Erdem Moralıoğlu only had to roll out of bed to find his fall collection narrative: The designer recently moved into a Georgian house in London, only to discover it was previously a “home of hope” in Victorian times — a refuge for fallen and “friendless” women.
Given that his shows usually reference fascinating women from a broad sweep of history, you can imagine his delight discovering a racy illustration of bare buttocks inside the fireplace, and documentation about two intoxicated residents who found themselves locked out one night and decided to incite a riot.
The unearthing in one room of arsenic green wallpaper — the kind that might have driven its occupant mad — further fed the designer’s imagination and the concept of women come undone.

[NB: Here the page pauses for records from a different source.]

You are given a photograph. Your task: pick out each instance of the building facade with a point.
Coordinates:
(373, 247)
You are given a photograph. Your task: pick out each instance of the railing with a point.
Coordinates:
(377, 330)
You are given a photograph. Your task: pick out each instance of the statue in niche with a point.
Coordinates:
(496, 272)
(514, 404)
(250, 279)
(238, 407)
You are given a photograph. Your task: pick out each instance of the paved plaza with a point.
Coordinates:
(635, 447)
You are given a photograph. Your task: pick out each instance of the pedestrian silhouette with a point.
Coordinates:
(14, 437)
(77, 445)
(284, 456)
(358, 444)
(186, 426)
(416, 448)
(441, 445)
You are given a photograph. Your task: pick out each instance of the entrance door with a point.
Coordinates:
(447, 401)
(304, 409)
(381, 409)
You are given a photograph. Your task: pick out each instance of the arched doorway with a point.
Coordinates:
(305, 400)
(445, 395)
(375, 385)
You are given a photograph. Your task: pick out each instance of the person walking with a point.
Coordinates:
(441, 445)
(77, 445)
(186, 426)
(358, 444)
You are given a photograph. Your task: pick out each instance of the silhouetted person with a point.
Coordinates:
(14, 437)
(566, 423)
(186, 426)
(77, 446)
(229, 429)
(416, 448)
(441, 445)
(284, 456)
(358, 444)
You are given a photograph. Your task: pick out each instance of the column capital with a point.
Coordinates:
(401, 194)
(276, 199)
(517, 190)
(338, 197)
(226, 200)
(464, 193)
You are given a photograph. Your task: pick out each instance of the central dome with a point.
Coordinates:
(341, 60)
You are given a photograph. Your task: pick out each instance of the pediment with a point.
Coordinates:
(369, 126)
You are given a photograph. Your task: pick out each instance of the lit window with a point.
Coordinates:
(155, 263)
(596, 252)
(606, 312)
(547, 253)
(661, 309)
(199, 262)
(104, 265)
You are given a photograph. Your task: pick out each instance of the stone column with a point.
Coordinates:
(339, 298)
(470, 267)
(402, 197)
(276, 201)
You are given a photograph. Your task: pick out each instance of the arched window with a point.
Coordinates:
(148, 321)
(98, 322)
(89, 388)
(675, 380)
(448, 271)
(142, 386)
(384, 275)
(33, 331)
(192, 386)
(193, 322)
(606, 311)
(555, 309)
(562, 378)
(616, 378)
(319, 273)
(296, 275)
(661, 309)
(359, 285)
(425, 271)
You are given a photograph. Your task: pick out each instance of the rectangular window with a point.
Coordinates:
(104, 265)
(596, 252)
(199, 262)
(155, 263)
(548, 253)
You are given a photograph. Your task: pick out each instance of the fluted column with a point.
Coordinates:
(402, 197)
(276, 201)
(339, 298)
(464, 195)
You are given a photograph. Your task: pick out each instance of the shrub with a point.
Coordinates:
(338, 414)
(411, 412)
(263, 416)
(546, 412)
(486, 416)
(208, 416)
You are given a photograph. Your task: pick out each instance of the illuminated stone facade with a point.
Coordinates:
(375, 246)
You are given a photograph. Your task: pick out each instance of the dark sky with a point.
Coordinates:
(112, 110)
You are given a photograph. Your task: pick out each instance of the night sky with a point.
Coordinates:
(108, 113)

Undone is a relative term with Moralıoğlu, prized for his meticulously crafted dresses with a historical bent. Stripping out the preponderance of leg-of-mutton sleeves, and gloves that delivered this effect, the fall collection felt a tad less period-costume, more heirloom-dressing this season.
The patchy lighting in his pitch-black venue certainly helped one imagine his fallen protagonists, hair drenched, trying to sneak back into their home of hope past curfew. But it did not foster full appreciation of the intricate jet-bead embroideries on coats, the elegant decaying hems of his metallic brocade skirts, and the watery floral prints for full-skirted dresses.
Tearing a page out of the Miu Miu handbook, Moralıoğlu cropped tuxedo shirts down to little boleros, and hacked down his Aran sweaters to little tummy-baring toppers, embellishing his with lace and more jet embroideries.
The show opened with mostly black trench coats and riding jackets, suggesting mourning, and gradually accrued more decoration and color, including acid greens and deep purples. “Dissolving into a hallucinogenic kind of reverie,” the designer enthused.